Now, however, it’s surging earlier and the number of cases of Influenza A is way up, said Henry.

Children’s hospitals across the country have seen a surge in patients, including those affected by COVID-19, flu and respiratory syncytial virus, or RSV, for which there is no vaccine.

On Monday, children’s critical care beds in the province were at 63 per cent capacity, with high acuity/pediatric ICU beds at 85 per cent. (On the Island, the numbers were slightly lower: Children’s critical care bed capacity at Nanaimo Regional General Hospital was at 44 per cent capacity and Victoria General Hospital was at 50 per cent. High acuity/pediatric ICU beds at Victoria General Hospital were at 60 per cent capacity.)

At B.C. Children’s Hospital, where ER wait times were reported as 10 hours on Friday and nine on Saturday, a “code orange” that’s generally used for disasters and mass-casualty incidents was called at 6:35 a.m. Saturday and cancelled 28 minutes later.

Dix said the alert was based on information “available at the time” and promptly cancelled with new information.

Henry said while other respiratory viruses, including RSV, are levelling off in B.C., pediatricians and children’s hospitals are reporting more severe influenza and in some cases complications from influenza. Many children haven’t been exposed to the flu virus during the restrictions of the pandemic and thus haven’t built immunity.

Prime Minster Justin Trudeau said Monday he is “extremely worried” about a rise in respiratory illnesses among children as hospitals across the country report they are struggling to keep up with high volumes of patients.

Trudeau said it’s everyone’s responsibility to get vaccinated against both COVID-19 and influenza. He said health officials will consider measures such as mandatory masks.

Influenza A H3N2, which causes more severe illness, particularly in children age five and younger, is the main strain in circulation. Influenza is more concerning in young children than COVID because it can lead to secondary bacterial infections such as streptococcus or pneumococcus that can cause serious bacterial pneumonia, said Henry.

The vaccine offered this year includes H1N1 and H3N2 and two B strains, and appears to be a “very good” match to the virus circulating, offering 50 to 70 per cent protection against infection and illness, said Henry.

In B.C., influenza vaccine is free to anyone six months and older through health clinics, doctors’ offices, and pharmacies — with enhanced vaccines for seniors and FluMist for children who can’t tolerate needles.

So far, about 1.5 million British Columbians — including more than 50 per cent of those age 65 and older — have been vaccinated, using about 70 per cent of the current vaccine stock, with more expected.

However, only 20 per cent of children ages six months to 11 are vaccinated against the flu, and just 15 per cent of those age 12 to 17, said Dix, who urged parents to vaccinate their children. “What we’re seeing amongst children is a more significant influenza season by a very significant margin than last year and that reflects on the presentation at emergency departments.”
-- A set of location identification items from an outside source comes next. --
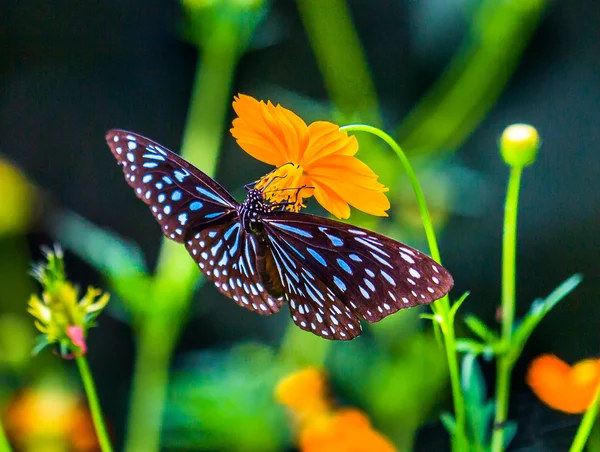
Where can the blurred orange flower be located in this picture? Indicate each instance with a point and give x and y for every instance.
(563, 387)
(317, 159)
(49, 415)
(322, 427)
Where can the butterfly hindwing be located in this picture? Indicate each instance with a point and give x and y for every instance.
(178, 194)
(226, 255)
(373, 275)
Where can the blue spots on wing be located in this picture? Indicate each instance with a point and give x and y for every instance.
(294, 230)
(336, 241)
(210, 195)
(344, 266)
(180, 174)
(338, 282)
(160, 158)
(317, 256)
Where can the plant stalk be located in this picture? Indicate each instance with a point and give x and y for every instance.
(92, 396)
(509, 250)
(440, 307)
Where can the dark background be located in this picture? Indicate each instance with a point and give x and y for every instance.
(72, 70)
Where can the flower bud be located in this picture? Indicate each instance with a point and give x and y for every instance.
(519, 145)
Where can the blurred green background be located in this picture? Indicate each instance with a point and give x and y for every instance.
(443, 76)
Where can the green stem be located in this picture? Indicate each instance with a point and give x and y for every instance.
(509, 250)
(441, 307)
(90, 390)
(583, 432)
(177, 274)
(4, 444)
(155, 342)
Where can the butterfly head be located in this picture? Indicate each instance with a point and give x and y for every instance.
(252, 210)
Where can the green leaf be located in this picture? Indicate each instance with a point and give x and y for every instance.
(480, 329)
(449, 422)
(457, 304)
(539, 308)
(510, 430)
(41, 343)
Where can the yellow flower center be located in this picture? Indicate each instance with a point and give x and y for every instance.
(286, 185)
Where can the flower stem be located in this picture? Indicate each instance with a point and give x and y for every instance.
(583, 432)
(441, 307)
(177, 275)
(509, 249)
(90, 390)
(155, 342)
(4, 444)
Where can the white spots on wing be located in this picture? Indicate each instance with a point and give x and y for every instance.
(407, 258)
(364, 292)
(388, 278)
(369, 284)
(414, 272)
(357, 232)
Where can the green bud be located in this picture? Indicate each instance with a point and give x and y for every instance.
(519, 145)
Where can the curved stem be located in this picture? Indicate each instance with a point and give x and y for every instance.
(177, 274)
(509, 249)
(90, 390)
(441, 307)
(583, 432)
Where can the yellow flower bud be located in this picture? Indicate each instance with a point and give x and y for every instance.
(519, 145)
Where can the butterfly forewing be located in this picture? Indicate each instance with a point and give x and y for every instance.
(179, 195)
(226, 254)
(372, 275)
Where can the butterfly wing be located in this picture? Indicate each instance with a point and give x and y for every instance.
(226, 254)
(328, 267)
(179, 195)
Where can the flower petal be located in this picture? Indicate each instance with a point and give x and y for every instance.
(330, 200)
(562, 387)
(267, 132)
(326, 138)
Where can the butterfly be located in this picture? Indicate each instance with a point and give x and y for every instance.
(331, 274)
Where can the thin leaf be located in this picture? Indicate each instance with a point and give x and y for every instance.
(539, 309)
(449, 422)
(457, 304)
(480, 329)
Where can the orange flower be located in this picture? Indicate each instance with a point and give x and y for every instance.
(317, 159)
(565, 388)
(321, 427)
(50, 414)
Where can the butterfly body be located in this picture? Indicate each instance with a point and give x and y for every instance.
(331, 274)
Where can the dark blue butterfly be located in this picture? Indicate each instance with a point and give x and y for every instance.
(331, 274)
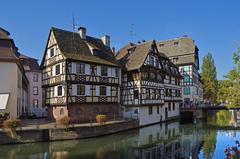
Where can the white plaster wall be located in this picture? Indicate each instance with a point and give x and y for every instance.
(8, 84)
Emergency room visits in September and October of about 6,700 have increased to 6,800 to 6,900, he said.

Dr. Penny Ballem, executive lead of Immunized B.C. vaccine operations, said the province will host a vaccination blitz Dec. 9, 10, and 11 to get more people vaccinated through pharmacists, family doctors or health authority clinics designed for children, with thousands of appointments available on the GetVaccinated system.

The province will also send out emails and texts to the families of about 150,000 children age 5 and younger inviting them to make appointments.

B.C. Green Leader Sonia Furstenau, MLA for Cowichan Valley, called on the province to take steps beyond vaccination, including focusing on ventilation, masks and physical distancing.

A high number of children and teachers are missing school because they are sick, children’s wards and ERs are overwhelmed, and operations for children and infants are being cancelled, said Furstenau at a news conference Monday at the Pan Pacific Hotel in Vancouver. “I am deeply concerned for children and families in this province right now,” she said.

Dr. Sanjiv Gandhi, a pediatric cardiovascular and thoracic surgeon at B.C. Children’s Hospital who joined Furstenau at the news conference, said mandating masks is a reasonable and effective tool that should be used in addition to vaccination.

As a heart surgeon, Gandhi said, he’s seeing kids with viral infections who are sicker than he’s seen in decades. “We have all the tools to change the trajectory of this horrible situation — and it’s horrible. The only missing ingredient is courage, the courage for our leaders to be transparent to the public about what’s happening in our hospitals.”

Henry said masking in schools now is “very unlikely” to have any effect on the trajectory of the several viruses that are circulating.

Masks continue to be required in health-care settings, she said, but a general mask mandate is a “heavy handed” measure used as a “last resort when it’s something that is absolutely needed, everywhere, all the time.”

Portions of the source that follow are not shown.